Am naechsten Tag regnete es. Vladimir ging deshalb nicht an die Uni - si piove troppo. Uns hielt dies aber nicht auf. Frisch geduscht und gut geschlafen kaempften wir uns durch die huegelige Landschaft. Die Strasse auf der wir fuhren war ziemlich stark befahren und nicht sehr komfortabel in der Breite. Bald schon hoerte es auf zu regnen und wir kamen gut voran.

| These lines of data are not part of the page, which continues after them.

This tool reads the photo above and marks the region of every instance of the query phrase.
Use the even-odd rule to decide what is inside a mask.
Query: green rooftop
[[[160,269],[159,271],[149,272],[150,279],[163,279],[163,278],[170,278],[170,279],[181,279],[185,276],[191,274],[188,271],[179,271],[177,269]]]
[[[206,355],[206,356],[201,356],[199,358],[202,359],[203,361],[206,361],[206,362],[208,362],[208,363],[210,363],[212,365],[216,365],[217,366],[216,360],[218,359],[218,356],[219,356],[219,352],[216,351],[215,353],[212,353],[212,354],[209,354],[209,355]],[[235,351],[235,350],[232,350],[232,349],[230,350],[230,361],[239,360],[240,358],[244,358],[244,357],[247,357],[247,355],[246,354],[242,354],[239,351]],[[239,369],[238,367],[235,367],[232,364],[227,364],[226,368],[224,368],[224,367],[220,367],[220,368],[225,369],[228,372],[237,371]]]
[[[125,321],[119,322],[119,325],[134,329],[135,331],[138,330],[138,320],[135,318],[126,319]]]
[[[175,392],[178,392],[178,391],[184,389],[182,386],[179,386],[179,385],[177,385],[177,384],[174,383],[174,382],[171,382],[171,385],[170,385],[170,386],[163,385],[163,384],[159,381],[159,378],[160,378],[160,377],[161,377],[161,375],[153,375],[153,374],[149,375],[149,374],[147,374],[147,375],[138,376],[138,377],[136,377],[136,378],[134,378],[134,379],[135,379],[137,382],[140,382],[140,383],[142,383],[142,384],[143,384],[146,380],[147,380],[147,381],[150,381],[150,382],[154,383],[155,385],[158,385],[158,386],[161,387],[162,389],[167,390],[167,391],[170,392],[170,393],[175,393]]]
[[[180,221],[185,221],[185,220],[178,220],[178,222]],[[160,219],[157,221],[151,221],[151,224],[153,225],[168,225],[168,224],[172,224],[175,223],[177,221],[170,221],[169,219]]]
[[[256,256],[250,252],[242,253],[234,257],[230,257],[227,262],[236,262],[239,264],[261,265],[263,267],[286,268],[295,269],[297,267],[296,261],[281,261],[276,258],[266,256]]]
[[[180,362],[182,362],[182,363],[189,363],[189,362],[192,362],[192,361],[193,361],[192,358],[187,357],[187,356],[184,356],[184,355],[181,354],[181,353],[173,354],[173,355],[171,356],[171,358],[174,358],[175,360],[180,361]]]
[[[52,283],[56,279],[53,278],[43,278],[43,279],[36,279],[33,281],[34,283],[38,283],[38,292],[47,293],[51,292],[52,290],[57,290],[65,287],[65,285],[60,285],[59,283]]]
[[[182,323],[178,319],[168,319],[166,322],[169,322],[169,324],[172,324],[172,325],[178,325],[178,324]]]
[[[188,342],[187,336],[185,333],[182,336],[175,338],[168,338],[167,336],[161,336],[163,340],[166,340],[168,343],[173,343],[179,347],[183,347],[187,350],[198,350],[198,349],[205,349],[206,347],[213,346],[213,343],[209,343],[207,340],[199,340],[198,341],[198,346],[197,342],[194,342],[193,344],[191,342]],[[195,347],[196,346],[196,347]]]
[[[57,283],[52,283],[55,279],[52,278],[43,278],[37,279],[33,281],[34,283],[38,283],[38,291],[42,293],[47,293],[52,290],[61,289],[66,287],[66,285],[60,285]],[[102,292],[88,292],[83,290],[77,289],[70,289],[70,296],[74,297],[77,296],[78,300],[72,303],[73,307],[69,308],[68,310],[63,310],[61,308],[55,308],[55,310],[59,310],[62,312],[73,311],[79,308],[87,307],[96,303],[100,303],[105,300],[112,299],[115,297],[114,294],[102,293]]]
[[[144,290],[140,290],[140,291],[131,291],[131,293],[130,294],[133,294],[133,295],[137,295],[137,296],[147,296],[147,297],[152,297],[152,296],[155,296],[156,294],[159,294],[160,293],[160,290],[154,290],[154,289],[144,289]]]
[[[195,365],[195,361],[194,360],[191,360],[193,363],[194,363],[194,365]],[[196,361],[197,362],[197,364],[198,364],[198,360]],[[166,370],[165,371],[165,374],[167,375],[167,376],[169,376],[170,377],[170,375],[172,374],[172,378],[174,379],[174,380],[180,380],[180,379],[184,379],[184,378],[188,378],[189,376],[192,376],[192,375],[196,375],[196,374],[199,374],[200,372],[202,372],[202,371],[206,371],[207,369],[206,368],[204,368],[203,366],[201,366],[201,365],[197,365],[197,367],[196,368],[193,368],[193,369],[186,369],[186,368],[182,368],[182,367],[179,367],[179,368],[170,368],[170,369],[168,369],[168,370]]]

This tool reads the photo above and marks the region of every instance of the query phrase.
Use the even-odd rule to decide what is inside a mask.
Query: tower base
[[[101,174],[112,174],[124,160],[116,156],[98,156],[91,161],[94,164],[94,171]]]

An diesem ersten Tag in Italien erlebten wir sehr viel. Auch unsere Velos merkten langsam, dass es nicht mehr wie in der Schweiz ist.

erster Reifenwechsel

 Sems Fahrrad liess sich nicht mehr so ruhig fahren. Es fuehlte sich an, als ob das Hinterrad eine acht habe. Nach mehrmaligem inspizieren und weil es auch schlimmer wurde, entschlossen wir uns einen Velohaendler aufzusuchen. Wir fanden Galbiati cicli e moto di Curno. Als erstes erschien eine donone. Ich erklaerte ihr unser Problem und sie holte ihren Mann, den mecanico. Er schaute sich die Sache schnell an und meinte nur"Ah, der Pneu ist kaputt!" Wir meinten, ihn nicht richtig verstanden zu haben, bis wir den Pneu genauer anschauten. Er war wirklich gerissen. Gibt es denn so was - am 8. Tag. Wir wechselten also den Pneu.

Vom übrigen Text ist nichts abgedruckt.